Daha sonra ise Demokrat Parti’den daha fazla İslami görünüme sahip olan Milli Nizam, Milli Selamet ve Refah partisini kuran Necmettin Erbakan’a yönelmiştir. Müslüman Türkiye halkı senelerdir sözde bir takım İslami söylem ve görünümlü olan, İslam’la hükmetmeyen aslında ise İslam’la yakından ve uzaktan hiç alakası olmayan bu tür demokrat partiler tarafından yıllarca aldatıldı. Şimdi de Müslümanları sisteme entegre rolünü üstlenen ve bu zincirin son halkası olan genel başkanlığını Erdoğan’ın yaptığı AK Parti ile kandırılmaya devam edilmiştir.

Biz bu makalemizde Erdoğan’ın yirmi yılda uyguladığı iç ve dış politikalar üzerinden AK Parti ve Erdoğan’ın siyasi kimliğini değerlendireceğiz.
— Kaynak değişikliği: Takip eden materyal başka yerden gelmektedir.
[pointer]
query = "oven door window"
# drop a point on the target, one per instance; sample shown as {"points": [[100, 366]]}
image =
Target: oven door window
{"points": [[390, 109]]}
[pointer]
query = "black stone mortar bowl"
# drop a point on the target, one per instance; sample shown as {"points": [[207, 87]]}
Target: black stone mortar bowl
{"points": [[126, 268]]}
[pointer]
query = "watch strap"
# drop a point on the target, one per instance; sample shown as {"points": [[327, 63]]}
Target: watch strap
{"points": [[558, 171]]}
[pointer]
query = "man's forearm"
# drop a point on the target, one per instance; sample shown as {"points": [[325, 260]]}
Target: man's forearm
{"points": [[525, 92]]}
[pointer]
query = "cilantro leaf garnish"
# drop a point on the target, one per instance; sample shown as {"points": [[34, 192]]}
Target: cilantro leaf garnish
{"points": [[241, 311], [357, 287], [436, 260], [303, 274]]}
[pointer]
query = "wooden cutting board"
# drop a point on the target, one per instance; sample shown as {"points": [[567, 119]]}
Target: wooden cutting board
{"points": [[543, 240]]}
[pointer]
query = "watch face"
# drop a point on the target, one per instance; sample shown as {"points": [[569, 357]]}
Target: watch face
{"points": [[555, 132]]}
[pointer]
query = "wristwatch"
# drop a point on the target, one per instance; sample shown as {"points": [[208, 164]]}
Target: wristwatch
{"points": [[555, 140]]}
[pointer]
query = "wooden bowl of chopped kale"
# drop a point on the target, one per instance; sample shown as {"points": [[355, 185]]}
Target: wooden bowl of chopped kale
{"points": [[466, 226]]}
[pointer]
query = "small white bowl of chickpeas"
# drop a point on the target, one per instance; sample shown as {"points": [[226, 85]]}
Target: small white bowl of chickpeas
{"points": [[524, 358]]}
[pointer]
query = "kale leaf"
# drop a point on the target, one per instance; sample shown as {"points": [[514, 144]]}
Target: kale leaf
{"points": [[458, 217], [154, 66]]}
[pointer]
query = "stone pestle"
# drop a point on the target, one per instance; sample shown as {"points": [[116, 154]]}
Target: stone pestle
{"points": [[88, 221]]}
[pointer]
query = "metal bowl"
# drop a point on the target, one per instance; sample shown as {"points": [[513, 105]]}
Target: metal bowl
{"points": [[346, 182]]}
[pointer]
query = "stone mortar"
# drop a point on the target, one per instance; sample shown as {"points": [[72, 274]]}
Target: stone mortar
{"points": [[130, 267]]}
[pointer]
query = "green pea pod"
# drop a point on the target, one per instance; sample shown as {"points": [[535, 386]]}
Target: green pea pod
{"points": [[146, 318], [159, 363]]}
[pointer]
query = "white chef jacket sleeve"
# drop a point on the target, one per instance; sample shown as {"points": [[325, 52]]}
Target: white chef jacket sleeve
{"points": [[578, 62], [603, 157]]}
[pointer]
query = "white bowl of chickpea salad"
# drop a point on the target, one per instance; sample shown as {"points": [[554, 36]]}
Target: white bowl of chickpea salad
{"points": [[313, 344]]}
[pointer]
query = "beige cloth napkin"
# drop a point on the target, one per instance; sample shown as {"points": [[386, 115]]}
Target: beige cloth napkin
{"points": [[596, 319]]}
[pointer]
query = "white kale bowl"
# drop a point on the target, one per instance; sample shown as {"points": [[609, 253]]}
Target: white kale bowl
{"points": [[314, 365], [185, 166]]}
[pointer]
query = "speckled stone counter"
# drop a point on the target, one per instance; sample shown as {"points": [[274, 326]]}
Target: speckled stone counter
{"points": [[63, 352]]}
Erdoğan, İslâmcı, ümmetçi bir lider mi yoksa cumhuriyetçi, milliyetçi, demokrat bir lider mi ya da AK Parti, İslâmcı bir parti mi yoksa laik, demokratik, muhafazakâr bir parti mi?

2002 yılında iktidara gelen AK Parti ve Erdoğan öncelikle daha önce kopuk olan toplum ile devlet ve toplum ile yöneticiler arasındaki bağları yeniden tesis etmeye koyuldu. Amerikan’ın kendisine vermiş olduğu destekle ilk olarak siyaseten laik jakoben İngiliz anlayışını terk etti. Yerine daha yumuşak olan Amerikan demokrasisi ile halkı yönettiğinde senelerdir zulme maruz kalan bu toplumun kendisine olan teveccühünü gördü. Tabii ki Erdoğan’ın bu siyaseti kendisini iktidara getiren tam bir Amerikan kurnazlığı idi. Bununla birlikte Cumhurbaşkanı Erdoğan’ın İslami bir görüntüye sahip olması yani namaz kılması, Kur’an okuması, eşinin başörtülü olması, toplumda özellikle de Müslümanlar içerisinde büyük bir etki meydana getirdi. Ümmet Erdoğan’ı bu özelliklerinden dolayı sevmeye başladı, ona büyük bir teveccüh gösterdi.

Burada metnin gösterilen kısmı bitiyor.